Halbmarathon in Leverkusen: Ein sehr nasses Laufvergnügen

Halbmarathon in Leverkusen: Ein sehr nasses Laufvergnügen

Dass es regnete, störte die meisten Vereins- und Hobbysportler nicht nachhaltig. Trotz des wenig erbaulichen Wetters gingen insgesamt 3350 Teilnehmer an den Start im Halbmarathon, über 10 000 Meter, in den Staffeln und Bambini-Läufen. Die Stimmung war dabei überraschend gut.

Da konnte der Moderator im Start- und Zielbereich auf der Kölner Straße noch so viele Scherze über "Sonnenschein" und "Super-Wetter" anbringen: Der EVL-Halbmarathon war für alle Beteiligten eine durch und durch nasse Veranstaltung. Trotz Dauerregens zwischen feinem Nieseln und starkem Regenguss ließen sich die Teilnehmer und Zuschauer jedoch die gute Laune nicht verderben. Ein kleiner Trost für Vereins- wie Hobbysportler war zudem Klaus-Peter Laux. Der Sportpark-Sprecher fuhr dem Feld im offenen Cabrio voraus — und stellte sich so den gleichen Wetterbedingungen wie sie. Als der Halbmarathon sich bereits auf den Weg machte, traf Hermann Odenthal noch die letzten Vorbereitungen. Der erfahrene Schlussfahrer vom RC Titan verstaute sein Telefon in einer Plastiktüte. "Bei solchem Wetter ist es sonst schnell hinüber. Das ist mir schon mal passiert", verriet er und schwang sich auf sein Rad. Überall, wo er im Stadtgebiet ankam wurde er von den Autofahrern schon sehnsüchtig erwartet. Denn erst, wenn er durch war, konnten die Verkehrssperrungen aufgehoben werden.

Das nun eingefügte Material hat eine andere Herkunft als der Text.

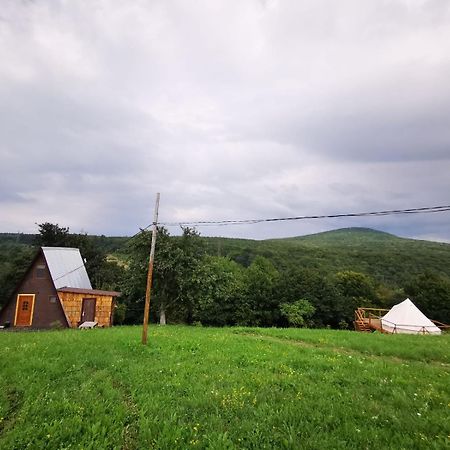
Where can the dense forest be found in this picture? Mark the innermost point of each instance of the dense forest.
(316, 280)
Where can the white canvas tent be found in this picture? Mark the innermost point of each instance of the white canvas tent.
(407, 318)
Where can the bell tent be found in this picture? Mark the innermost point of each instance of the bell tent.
(407, 318)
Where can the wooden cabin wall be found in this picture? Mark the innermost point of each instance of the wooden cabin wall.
(72, 303)
(47, 311)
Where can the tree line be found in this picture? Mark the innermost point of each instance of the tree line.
(195, 285)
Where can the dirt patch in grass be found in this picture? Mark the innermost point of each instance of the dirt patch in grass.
(342, 350)
(15, 398)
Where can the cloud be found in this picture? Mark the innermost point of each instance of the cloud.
(229, 109)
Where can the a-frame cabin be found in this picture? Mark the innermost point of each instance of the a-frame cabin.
(56, 292)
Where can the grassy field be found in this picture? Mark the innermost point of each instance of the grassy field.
(223, 389)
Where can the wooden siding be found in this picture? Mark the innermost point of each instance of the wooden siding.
(46, 313)
(72, 303)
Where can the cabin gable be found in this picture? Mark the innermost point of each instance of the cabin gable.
(56, 292)
(41, 300)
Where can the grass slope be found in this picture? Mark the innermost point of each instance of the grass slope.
(223, 389)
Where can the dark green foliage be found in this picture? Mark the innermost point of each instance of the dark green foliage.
(298, 312)
(218, 281)
(15, 258)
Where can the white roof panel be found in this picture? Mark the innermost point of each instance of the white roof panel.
(66, 267)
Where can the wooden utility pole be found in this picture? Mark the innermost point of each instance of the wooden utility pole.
(150, 272)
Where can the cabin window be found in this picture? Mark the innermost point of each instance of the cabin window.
(40, 271)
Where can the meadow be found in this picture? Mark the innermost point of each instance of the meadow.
(196, 387)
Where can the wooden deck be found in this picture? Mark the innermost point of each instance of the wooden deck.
(369, 320)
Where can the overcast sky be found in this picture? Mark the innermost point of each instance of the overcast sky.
(231, 109)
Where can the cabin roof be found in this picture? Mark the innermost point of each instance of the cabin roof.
(66, 267)
(89, 291)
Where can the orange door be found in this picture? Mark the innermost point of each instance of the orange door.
(24, 310)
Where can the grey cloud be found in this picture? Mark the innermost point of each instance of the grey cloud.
(229, 109)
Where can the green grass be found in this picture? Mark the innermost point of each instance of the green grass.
(223, 389)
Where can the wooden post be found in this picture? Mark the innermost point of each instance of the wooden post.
(150, 272)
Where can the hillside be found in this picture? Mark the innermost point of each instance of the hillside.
(388, 258)
(228, 388)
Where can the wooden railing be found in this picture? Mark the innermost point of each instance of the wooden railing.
(369, 319)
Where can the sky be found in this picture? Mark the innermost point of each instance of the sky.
(231, 109)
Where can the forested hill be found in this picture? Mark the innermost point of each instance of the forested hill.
(222, 281)
(387, 258)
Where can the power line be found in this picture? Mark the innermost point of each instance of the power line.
(423, 210)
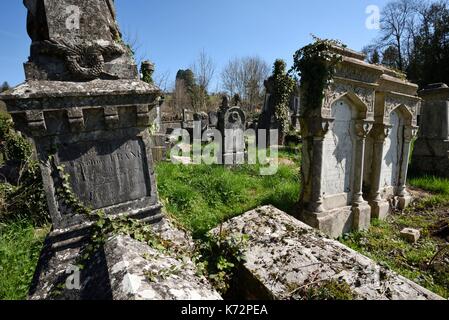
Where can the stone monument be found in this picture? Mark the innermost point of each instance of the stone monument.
(232, 126)
(431, 151)
(388, 144)
(344, 160)
(87, 112)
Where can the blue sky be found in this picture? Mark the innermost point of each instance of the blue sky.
(173, 32)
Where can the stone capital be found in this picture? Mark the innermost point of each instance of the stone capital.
(410, 132)
(363, 128)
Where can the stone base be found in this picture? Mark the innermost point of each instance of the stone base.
(362, 216)
(333, 223)
(339, 221)
(234, 158)
(404, 202)
(380, 209)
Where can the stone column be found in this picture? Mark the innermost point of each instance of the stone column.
(379, 206)
(319, 131)
(404, 196)
(361, 209)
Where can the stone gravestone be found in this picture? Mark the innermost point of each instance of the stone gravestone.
(431, 151)
(213, 119)
(232, 126)
(87, 112)
(388, 145)
(339, 173)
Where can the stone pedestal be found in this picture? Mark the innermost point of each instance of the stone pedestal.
(431, 150)
(397, 107)
(87, 113)
(97, 133)
(231, 124)
(351, 170)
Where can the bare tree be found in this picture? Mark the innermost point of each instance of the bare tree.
(398, 25)
(204, 70)
(245, 76)
(161, 80)
(135, 45)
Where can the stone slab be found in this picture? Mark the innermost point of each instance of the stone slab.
(284, 255)
(117, 270)
(410, 235)
(138, 272)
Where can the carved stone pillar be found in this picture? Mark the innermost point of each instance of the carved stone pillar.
(361, 208)
(404, 196)
(379, 206)
(319, 131)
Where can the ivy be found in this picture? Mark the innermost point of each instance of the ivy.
(25, 199)
(147, 75)
(283, 86)
(316, 64)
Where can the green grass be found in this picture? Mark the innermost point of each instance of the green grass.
(20, 246)
(200, 197)
(439, 186)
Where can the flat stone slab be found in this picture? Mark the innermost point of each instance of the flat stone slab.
(123, 269)
(410, 235)
(285, 256)
(138, 272)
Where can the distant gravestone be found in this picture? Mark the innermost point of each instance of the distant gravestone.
(187, 119)
(232, 125)
(213, 119)
(87, 112)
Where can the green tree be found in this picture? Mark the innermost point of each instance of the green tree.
(283, 86)
(5, 86)
(429, 60)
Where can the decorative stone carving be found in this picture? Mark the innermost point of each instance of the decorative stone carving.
(232, 125)
(343, 147)
(96, 128)
(76, 42)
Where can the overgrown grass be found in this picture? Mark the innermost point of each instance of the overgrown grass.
(439, 186)
(200, 197)
(20, 246)
(418, 262)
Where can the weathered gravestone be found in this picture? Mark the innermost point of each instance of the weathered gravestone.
(213, 119)
(268, 120)
(388, 144)
(232, 126)
(87, 112)
(187, 119)
(341, 165)
(431, 151)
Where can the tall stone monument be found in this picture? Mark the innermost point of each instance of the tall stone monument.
(431, 152)
(87, 112)
(350, 170)
(232, 126)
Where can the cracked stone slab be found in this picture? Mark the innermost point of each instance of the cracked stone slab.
(284, 255)
(138, 272)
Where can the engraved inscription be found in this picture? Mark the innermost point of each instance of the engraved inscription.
(107, 173)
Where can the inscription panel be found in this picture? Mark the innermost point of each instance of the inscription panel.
(338, 151)
(107, 173)
(63, 17)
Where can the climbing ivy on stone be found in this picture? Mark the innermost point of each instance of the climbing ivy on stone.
(316, 64)
(283, 86)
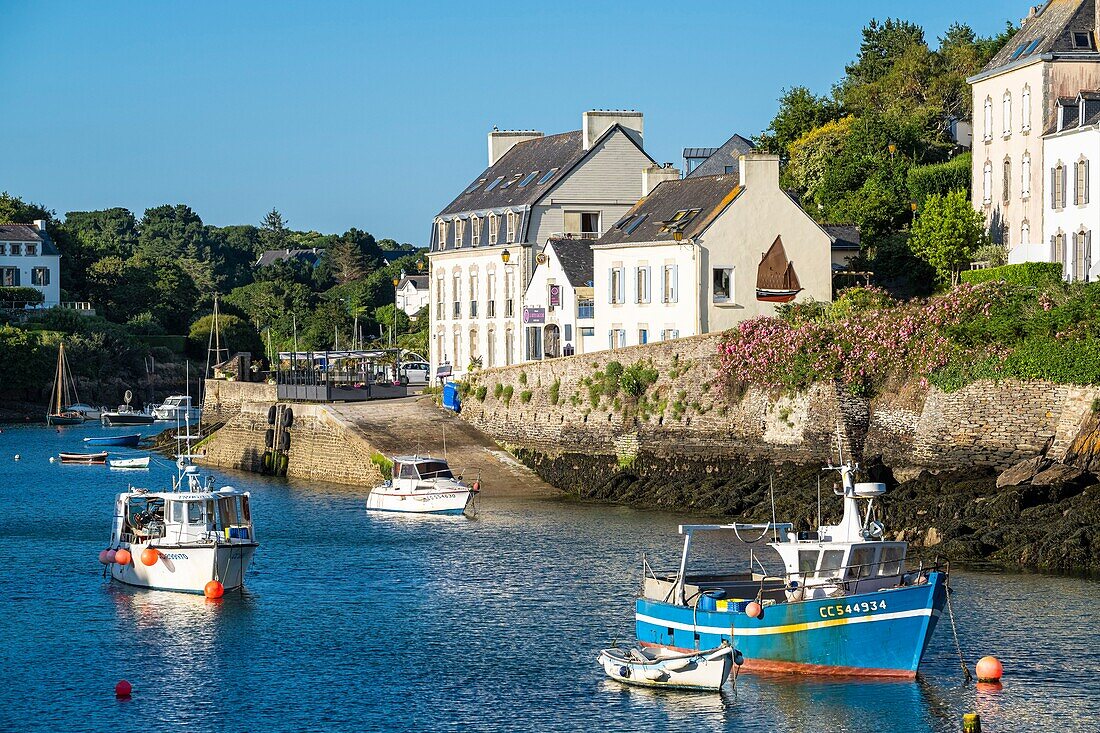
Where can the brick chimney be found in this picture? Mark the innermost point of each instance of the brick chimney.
(596, 122)
(656, 174)
(502, 141)
(759, 170)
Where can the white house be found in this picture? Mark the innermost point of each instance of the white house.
(702, 253)
(29, 258)
(1073, 195)
(1054, 54)
(558, 305)
(484, 242)
(413, 294)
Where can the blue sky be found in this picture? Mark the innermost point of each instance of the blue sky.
(374, 115)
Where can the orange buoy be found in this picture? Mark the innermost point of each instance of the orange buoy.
(989, 669)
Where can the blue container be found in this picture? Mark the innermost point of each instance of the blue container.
(451, 400)
(708, 599)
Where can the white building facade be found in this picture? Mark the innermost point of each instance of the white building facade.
(703, 253)
(1073, 195)
(30, 259)
(484, 244)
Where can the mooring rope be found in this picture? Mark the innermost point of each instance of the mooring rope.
(955, 634)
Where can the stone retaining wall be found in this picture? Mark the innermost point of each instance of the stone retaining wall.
(689, 414)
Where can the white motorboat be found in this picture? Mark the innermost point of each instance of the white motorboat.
(191, 537)
(422, 484)
(178, 408)
(661, 667)
(129, 462)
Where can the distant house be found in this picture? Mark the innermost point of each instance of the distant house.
(700, 254)
(310, 256)
(559, 305)
(845, 240)
(29, 258)
(413, 294)
(716, 161)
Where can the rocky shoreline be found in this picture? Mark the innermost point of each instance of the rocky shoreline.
(1038, 514)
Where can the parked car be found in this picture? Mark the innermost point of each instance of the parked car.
(416, 372)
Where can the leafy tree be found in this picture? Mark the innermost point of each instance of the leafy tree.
(946, 233)
(273, 231)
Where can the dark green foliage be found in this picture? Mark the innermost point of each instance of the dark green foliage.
(1040, 274)
(924, 181)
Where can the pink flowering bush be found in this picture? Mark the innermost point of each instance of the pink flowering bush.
(865, 338)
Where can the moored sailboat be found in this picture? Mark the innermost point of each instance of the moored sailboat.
(63, 384)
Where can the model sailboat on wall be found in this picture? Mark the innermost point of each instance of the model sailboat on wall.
(62, 394)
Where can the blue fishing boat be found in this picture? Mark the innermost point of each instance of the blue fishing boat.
(843, 604)
(124, 440)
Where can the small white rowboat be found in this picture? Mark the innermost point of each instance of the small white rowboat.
(660, 667)
(130, 462)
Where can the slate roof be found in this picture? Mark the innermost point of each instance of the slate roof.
(575, 259)
(17, 232)
(707, 194)
(271, 256)
(561, 151)
(1048, 32)
(721, 157)
(845, 237)
(419, 282)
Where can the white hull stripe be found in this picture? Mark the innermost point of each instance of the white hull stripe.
(789, 628)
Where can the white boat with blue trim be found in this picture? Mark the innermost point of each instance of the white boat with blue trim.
(422, 484)
(844, 603)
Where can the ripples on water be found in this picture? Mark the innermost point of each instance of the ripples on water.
(358, 621)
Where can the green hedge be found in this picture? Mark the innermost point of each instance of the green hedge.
(1038, 274)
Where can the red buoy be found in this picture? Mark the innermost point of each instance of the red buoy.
(989, 669)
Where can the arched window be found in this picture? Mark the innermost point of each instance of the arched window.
(1025, 177)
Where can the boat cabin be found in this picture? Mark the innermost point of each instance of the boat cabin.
(222, 516)
(420, 468)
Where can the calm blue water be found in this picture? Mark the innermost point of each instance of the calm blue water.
(353, 621)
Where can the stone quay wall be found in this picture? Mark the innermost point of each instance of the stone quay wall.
(322, 446)
(553, 411)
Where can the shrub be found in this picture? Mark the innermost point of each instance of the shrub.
(1036, 274)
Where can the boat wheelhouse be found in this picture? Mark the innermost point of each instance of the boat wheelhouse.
(843, 603)
(422, 484)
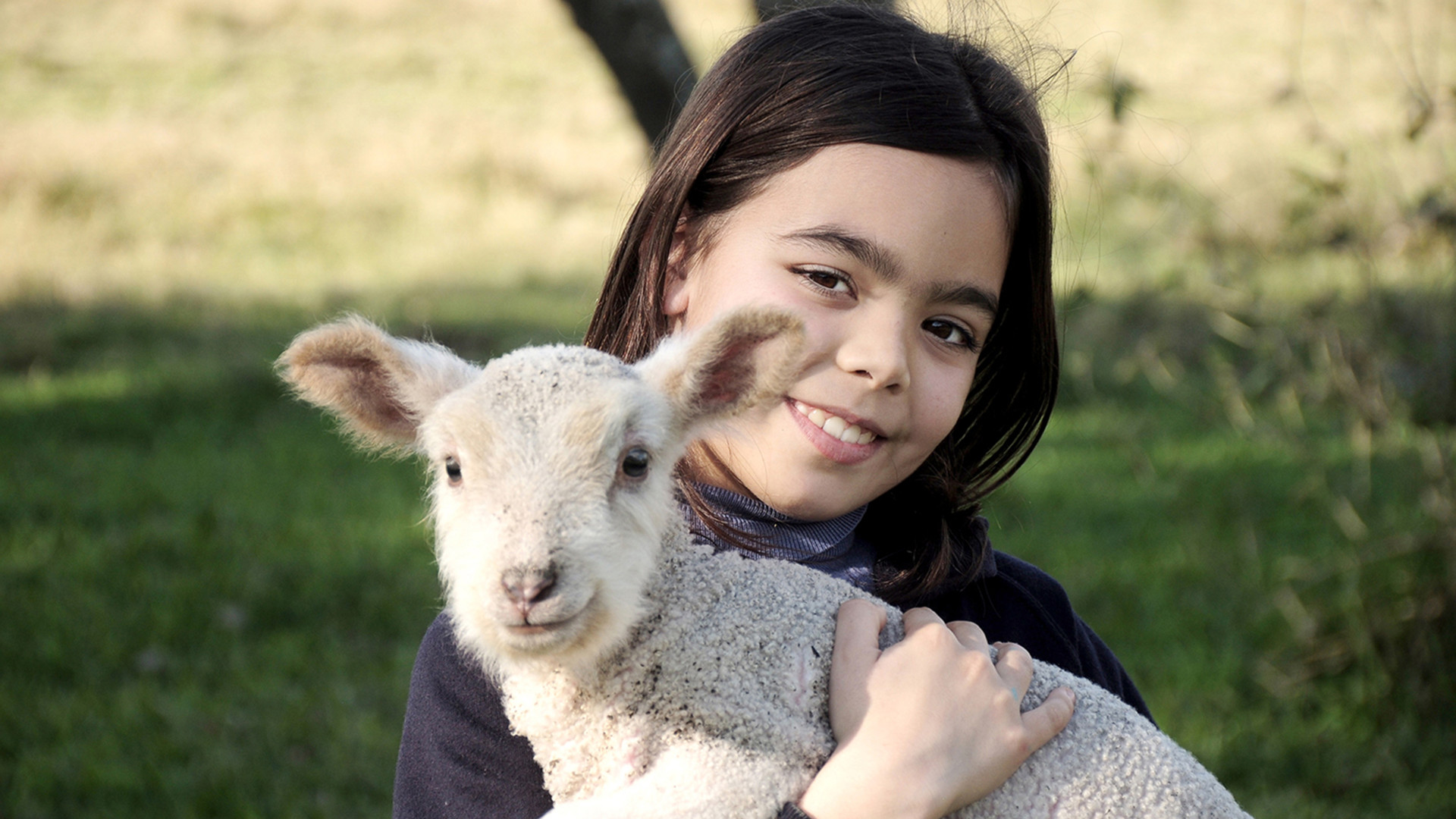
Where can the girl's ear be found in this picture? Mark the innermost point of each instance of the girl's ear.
(742, 360)
(381, 387)
(674, 284)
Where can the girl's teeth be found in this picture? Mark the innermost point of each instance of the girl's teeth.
(833, 425)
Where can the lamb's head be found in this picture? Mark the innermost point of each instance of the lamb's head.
(551, 466)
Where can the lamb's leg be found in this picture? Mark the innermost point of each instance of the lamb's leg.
(699, 780)
(1109, 763)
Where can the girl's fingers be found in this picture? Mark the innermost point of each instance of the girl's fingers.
(919, 618)
(968, 634)
(1047, 720)
(1015, 668)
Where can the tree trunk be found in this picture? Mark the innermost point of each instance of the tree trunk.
(645, 55)
(774, 8)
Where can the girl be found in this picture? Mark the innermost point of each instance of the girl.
(892, 187)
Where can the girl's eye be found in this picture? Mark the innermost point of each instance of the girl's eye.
(635, 463)
(826, 278)
(952, 333)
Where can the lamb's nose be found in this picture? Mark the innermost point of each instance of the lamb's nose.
(529, 588)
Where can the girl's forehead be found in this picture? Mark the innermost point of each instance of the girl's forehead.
(892, 210)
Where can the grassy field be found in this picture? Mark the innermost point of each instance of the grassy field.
(212, 604)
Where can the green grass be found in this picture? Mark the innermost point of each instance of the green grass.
(213, 602)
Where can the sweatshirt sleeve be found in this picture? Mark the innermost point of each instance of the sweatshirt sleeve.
(457, 755)
(1018, 602)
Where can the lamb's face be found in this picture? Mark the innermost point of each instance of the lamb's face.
(552, 493)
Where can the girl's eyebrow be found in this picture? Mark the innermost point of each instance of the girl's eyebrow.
(887, 265)
(837, 240)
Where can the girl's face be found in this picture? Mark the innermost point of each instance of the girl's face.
(894, 260)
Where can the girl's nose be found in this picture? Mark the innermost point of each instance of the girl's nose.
(877, 350)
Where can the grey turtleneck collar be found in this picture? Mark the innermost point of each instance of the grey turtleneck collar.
(827, 545)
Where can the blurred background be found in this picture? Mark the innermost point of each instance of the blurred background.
(210, 605)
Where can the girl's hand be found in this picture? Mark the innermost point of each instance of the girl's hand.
(929, 725)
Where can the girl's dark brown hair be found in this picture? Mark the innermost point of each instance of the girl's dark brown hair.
(849, 74)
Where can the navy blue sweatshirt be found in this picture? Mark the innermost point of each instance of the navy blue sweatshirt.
(459, 758)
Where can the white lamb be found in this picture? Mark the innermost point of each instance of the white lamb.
(653, 676)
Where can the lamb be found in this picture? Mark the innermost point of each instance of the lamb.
(654, 676)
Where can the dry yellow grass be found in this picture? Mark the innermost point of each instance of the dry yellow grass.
(289, 149)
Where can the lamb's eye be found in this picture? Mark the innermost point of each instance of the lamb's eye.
(634, 464)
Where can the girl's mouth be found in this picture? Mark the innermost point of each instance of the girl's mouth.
(833, 425)
(836, 439)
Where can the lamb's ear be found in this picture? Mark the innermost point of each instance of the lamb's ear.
(381, 387)
(739, 362)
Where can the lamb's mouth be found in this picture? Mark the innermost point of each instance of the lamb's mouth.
(549, 627)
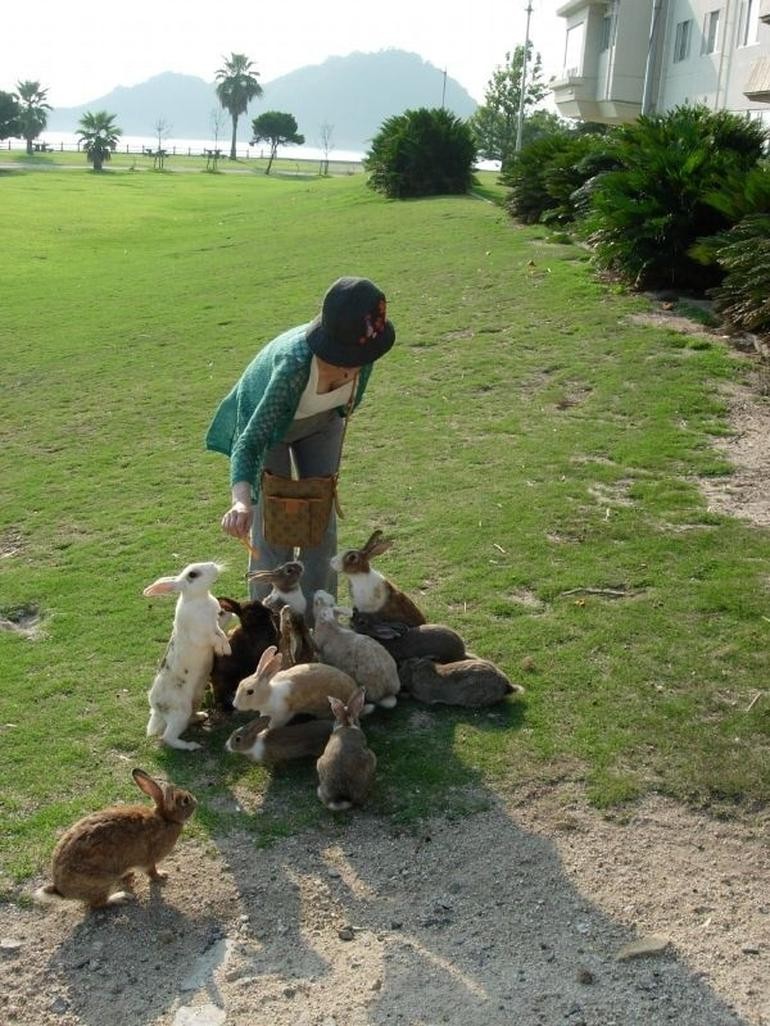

Im Gegensatz zu einem Radrennen musste Odenthal diesmal langsam fahren — und das nach genauer Vorgabe. Denn er war die Grenze: Wer langsamer war als der Schlussfahrer, musste ausscheiden und wurde — wie diejenigen, die von sich aus aufgaben — vom so genannten Besenwagen eingesammelt. Die letzten Halbmarathonis waren gerade erst los gelaufen, da ging es auch schon weiter im Programm. 141 Bambinis durften — aufgeteilt auf einen Tiger- und einen Froschlauf — erfahren, wie toll es ist, von der Stimmung getragen auf der Kölner Straße ins Ziel einzulaufen. Die jüngsten Läufer des Tages stärkten sich noch im Auslauf, da bog auch schon Veronica Pohl von Bayer 04 auf die letzten Meter ein. Mit einem strahlenden Lächeln überquerte sie nach 35:35 Minuten noch vor den schnellsten männlichen Startern die Ziellinie und versprühte umgehend reichlich Charme und gute Laune. "Es lief richtig gut. Ich fand es trotz des Wetters sehr angenehm. Außerdem hat mein Trainer sich ja auch tapfer durch den Regen gekämpft", sagte sie mit einem Augenzwinkern. Ihre liebe Not mit den Rahmenbedingungen hatte offensichtlich auch Dr. Britta Siegers. Die mehrfache Paralympics-Siegerin fuhr dem Halbmarathon wie gewohnt im Handbike voraus und kam voller Matsch (und dennoch lächelnd) im Ziel an.

Einen guten Rat von Pohl beherzigten glücklicherweise die meisten Läufer: "Obwohl viel Wasser von oben kommt, ist es wichtig, genügend zu trinken." Dass flüssige Erfrischungen bereit standen, dafür sorgten an mehreren Punkten der Strecke Helfer wie Heike Knobloch. Sie gehörte zum Team der doppelten Verpflegungsstation am Neuland-Park. Vom großen Durst vieler Läufer kündeten Unmengen von weggeworfenen Plastikbechern am Wegesrand, die die Laufrichtung anzeigten: auf der einen Seite hinein in den Park — auf der anderen wieder hinaus. "Als das Hauptfeld kam, hatten wir richtig gut zu tun und kamen mit dem Anreichen kaum noch hinterher", sagte Knobloch.